I have a cartoon in my head that sums up Yorkshire’s devolution problems – forgive me, it is not subtle.
There is a ‘Y’ in the road. On the left is a phalanx of stumbling mules ridden by – at the front – Labour leaders wearing blinkers, loudly chanting ‘One Yorkshire, One Yorkshire’ while trailing behind, and mostly silent, are the Conservatives of North Yorkshire.
The donkeys are stumbling because they only have three legs, to represent the three quarters – 15 out of 20 councils – that say they want One Yorkshire devolution.
The riders are in rags because they are from deprived boroughs that have suffered severe government cuts, with more to come.
All are heading down a rocky, dry gulch where nothing grows.

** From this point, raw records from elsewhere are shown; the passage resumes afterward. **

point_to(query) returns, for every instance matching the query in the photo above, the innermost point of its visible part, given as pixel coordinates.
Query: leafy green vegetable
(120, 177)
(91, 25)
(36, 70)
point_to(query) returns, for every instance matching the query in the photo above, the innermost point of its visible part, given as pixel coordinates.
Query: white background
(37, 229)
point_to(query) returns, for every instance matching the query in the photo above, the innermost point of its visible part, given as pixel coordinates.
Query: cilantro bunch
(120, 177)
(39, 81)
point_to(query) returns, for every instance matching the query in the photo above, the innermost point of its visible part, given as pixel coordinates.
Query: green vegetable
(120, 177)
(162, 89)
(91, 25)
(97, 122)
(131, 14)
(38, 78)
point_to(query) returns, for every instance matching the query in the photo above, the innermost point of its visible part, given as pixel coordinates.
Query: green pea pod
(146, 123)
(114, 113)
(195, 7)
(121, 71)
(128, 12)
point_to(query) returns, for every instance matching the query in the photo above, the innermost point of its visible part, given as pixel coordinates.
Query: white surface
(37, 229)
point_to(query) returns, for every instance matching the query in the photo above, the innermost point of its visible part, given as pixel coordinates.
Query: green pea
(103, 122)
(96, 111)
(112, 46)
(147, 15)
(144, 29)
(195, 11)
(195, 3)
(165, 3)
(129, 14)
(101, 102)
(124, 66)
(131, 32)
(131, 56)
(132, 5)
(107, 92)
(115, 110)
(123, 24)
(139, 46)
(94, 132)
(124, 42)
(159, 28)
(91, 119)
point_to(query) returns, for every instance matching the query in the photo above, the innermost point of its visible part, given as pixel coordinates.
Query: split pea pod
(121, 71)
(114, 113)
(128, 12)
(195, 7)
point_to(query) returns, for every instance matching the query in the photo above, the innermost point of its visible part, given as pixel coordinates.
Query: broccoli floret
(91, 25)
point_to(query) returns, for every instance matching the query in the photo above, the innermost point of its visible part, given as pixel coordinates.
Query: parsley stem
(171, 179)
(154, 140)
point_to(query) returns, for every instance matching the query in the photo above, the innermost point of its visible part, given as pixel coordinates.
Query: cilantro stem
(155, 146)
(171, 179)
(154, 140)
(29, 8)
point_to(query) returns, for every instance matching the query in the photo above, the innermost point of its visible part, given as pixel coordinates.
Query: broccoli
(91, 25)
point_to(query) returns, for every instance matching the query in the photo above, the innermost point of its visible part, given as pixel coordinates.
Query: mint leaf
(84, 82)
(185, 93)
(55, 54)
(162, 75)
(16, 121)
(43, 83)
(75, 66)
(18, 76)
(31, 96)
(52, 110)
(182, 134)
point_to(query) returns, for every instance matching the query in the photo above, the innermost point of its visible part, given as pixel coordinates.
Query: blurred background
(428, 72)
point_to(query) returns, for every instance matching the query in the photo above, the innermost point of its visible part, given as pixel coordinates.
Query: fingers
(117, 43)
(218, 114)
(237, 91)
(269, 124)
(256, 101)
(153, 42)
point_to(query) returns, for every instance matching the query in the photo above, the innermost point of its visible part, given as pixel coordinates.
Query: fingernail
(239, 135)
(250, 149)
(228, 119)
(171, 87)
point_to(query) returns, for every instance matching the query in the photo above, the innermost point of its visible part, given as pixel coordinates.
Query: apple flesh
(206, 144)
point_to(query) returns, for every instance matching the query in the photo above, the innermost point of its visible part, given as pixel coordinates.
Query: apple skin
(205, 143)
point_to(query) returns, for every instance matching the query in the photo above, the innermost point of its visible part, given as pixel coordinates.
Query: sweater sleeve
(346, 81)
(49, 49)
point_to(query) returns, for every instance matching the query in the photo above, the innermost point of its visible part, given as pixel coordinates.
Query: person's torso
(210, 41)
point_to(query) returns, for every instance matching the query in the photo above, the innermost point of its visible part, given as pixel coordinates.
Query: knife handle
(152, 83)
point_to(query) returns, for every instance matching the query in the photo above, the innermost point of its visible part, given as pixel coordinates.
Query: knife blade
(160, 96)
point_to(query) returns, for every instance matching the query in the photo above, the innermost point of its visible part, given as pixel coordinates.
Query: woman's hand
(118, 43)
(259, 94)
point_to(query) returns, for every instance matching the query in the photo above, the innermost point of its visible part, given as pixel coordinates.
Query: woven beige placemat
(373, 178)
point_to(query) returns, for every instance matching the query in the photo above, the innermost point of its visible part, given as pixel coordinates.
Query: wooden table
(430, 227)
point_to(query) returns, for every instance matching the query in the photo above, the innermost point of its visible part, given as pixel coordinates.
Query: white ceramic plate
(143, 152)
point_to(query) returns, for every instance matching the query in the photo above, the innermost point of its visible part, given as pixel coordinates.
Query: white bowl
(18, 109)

The other side of the junction leads to bountiful lands where horses called ‘Manchester’ and ‘West Midlands’ are joyfully cropping great halms of green grass.
There are two fields marked ‘South Yorkshire’ and ‘Leeds City Region’, but they are empty. Where they join is another field bigger even than that of Manchester’s called One Yorkshire.
Meanwhile, our limping band of riders pass signs cut in the canyon walls that say ‘£900m devolved funds refused’, ‘Adult Education Budget paused’, ‘Long Term Unemployment Scheme paused’, ‘missed out on one seventh share of Transforming Cities £800m’, and finally ‘Industrial Strategy will be implemented by elected mayors’.
Incanting noisily as they go, our righteous band rides right over a cliff, on the walls of which the cartoonist has written ‘political oblivion’ and ‘poverty’.
I told you it wasn’t subtle.
But despite towering evidence, it seems One Yorkshire’s political leaders continue to be seduced by their own soundbite.
And the tragedy is they are dragging this great county down with them.